What are the skills, talents, and education required for the “ghost in the machine” that provides that alternative view? The field of computer science comes to mind with an emphasis on the ethics of AI and machine learning algorithms. Or the talent not to rely on Amazon’s “Alexi” for the degree of cooking successfully a 5 lb pork butt besides telling  “Alexi”  to “set my Hotpoint Oven at 325 degrees at  4:30 PM to cook the  5 lb pork butt for a time of 3 hours”.  The “ghost” may make the choice to extend or curtail the cooking time based on its idea of  “doneness” of the pork butt based on the reported internal temperature of the pork butt and a sense of how the oven maintains the cooking temperature or its own subjective view of “doneness” in its opinion of what “Alexi” is suggesting for “doneness”.

 

Here timesis my challenge to all the E-Learning 3.0 cohort and a task associated with course module E-Learning 1 and 2 Conversation with George Siemens. Please comment on what fields, skills, talents, and education that you think are unique domains of humans like Stephen’s “kindness and compassion” and the skills, talents, and education required for the “ghost in the machine” that provides that alternative view.

In closing, the cynical ”ghost” inside of me says the world is and will continue to be dangerous as long as there are the inequalities, the haves, and have-nots and that the flipside of kindness and goodness – unkindness and badness – will also be part of that final domain of ours. Dealing with that flipside is also our unique task as humans.

Thanks, Frank

P.S. For Stephen Downes – This blog post also meets the 1st task for week 2 “use the course OPML file to subscribe to the course feeds which led me to Roland Legrand”s elearn30 blog post “What and How to learn and teach in times of Artificial Intelligence?”  Which I have commented on in this blog post. I also hope that I will meet week 2’s second task with my challenge task to the E-Learning 3.0 cohort on requesting comments on what fields, skills, talents, and education that they think are unique domains of humans like Stephen’s “kindness and compassion”.

 

 

4 Replies to “E-Learning 1 and 2 Conversation with George Siemens – A Different Take”

  1. Frank – this is just the aspect of everything we are discussing that is of most interest to me. Is that because I too am effectively retired. Do we dwell more on what it means to be human the older we get, or is it simply that we have more time to do this?
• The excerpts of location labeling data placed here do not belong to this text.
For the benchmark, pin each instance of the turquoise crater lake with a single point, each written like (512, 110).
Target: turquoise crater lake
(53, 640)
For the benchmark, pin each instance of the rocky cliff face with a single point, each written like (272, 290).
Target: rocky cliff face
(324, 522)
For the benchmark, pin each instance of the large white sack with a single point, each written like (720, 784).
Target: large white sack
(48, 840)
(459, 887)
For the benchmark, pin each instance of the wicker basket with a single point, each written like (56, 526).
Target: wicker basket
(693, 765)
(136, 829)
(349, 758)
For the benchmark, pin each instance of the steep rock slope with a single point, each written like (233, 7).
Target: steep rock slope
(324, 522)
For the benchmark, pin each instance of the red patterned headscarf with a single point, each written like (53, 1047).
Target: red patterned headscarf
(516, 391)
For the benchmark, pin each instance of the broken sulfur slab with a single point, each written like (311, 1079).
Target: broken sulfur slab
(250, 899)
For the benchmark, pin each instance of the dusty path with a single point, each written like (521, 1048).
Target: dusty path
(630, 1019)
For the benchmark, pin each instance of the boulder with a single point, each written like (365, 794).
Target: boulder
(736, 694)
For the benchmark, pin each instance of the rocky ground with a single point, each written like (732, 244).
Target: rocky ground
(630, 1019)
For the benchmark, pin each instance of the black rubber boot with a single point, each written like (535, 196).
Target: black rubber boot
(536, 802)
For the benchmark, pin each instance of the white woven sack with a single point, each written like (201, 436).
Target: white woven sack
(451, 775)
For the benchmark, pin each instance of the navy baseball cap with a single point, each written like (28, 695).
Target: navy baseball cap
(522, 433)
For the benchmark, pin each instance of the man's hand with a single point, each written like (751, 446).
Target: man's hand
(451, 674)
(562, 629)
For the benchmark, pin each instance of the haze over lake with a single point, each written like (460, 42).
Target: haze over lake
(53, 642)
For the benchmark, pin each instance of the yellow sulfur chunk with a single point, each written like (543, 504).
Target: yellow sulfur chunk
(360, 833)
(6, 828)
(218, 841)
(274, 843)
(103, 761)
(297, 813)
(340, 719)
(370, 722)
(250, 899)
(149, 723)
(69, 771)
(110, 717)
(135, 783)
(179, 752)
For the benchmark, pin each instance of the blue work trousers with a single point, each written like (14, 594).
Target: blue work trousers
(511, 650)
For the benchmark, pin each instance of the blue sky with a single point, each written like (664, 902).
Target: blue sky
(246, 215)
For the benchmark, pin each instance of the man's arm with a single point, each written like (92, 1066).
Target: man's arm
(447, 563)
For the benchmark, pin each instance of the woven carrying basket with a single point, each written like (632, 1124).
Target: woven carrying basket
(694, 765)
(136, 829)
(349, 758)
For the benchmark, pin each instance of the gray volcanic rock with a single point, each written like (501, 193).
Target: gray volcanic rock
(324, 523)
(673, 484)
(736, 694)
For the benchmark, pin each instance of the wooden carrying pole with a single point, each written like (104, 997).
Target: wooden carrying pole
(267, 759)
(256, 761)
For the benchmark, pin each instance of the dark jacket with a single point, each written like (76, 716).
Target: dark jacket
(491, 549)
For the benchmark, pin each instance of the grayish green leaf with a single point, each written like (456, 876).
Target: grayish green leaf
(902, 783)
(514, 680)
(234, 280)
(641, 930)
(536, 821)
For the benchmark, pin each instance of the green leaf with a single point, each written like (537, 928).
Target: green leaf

    Anyhow – I am going to give your questions some thought and hope I can get back to you with something sensible to say!

    Thanks
    Jenny

    1. Jennifer,
      In retirement, my focus has changed. I now have time to focus on the things that now matter or continue to matter and have tended to be more contemplative on those issues.
      Hope to hear from you again on our questions.
      Thanks, Frank

  2. Hi Frank – Just to let you know that I have responded to your challenge over on my blog – https://jennymackness.wordpress.com/2018/11/09/e-learning-3-0-the-human-versus-the-machine/. Thanks for setting the challenge. I enjoyed thinking about it and with more time could probably have expanded on my response quite a bit; it’s a fascinating topic. Thanks
    Jenny

    PS I’m interested that my name has come up as Jennifer Mackness on your blog. Maybe it does everywhere and I haven’t noticed before. My name is Jennifer, but I was only called Jennifer as a child by my mother when she was cross with me! Everywhere else I have always been known as Jenny.